Documentation

Finding API Help

Every framework has thousands of functions and classes. You won’t memorize them — you’ll look them up.

Two Python builtins do most of the work:

  • dir(module) — what’s in here?
  • help(thing) (or ?thing in Jupyter) — how do I use it?
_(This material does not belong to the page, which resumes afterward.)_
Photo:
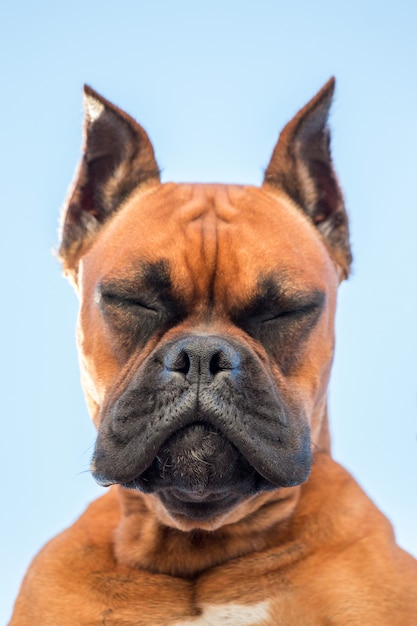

Plus the official docs: pytorch.org, jax.dev, tensorflow.org, mxnet.apache.org.

dir: discovering the API

Standard import:

import torch

dir(...) lists names in a module. Filter private names and show a small prefix on slides; in a notebook you can inspect the full list interactively:

print([name for name in dir(torch.distributions)
       if not name.startswith('_')][:20])
['AbsTransform', 'AffineTransform', 'Bernoulli', 'Beta', 'Binomial', 'CatTransform', 'Categorical', 'Cauchy', 'Chi2', 'ComposeTransform', ...

help: usage details

Once you have the name, help(...) prints the docstring with arguments, defaults, and a usage example:

help(torch.ones)
Help on built-in function ones in module torch:

ones(...)
    ones(*size, *, out=None, dtype=None, layout=torch.strided, device=None, requires_grad=False) -> Tensor

    Returns a tensor filled with the scalar value `1`, with the shape defined
...
        >>> torch.ones(2, 3)
        tensor([[ 1.,  1.,  1.],
                [ 1.,  1.,  1.]])

        >>> torch.ones(5)
        tensor([ 1.,  1.,  1.,  1.,  1.])

Then run a one-liner to confirm the call:

torch.ones(4)
tensor([1., 1., 1., 1.])

Recap

  • dir(module) — list contents.
  • help(symbol) (or symbol? in Jupyter) — show the docstring.
  • Notebook autocomplete (Tab) is your fastest discovery tool.
  • For prose-heavy explanations, deep links into the framework’s official documentation beat the inline help.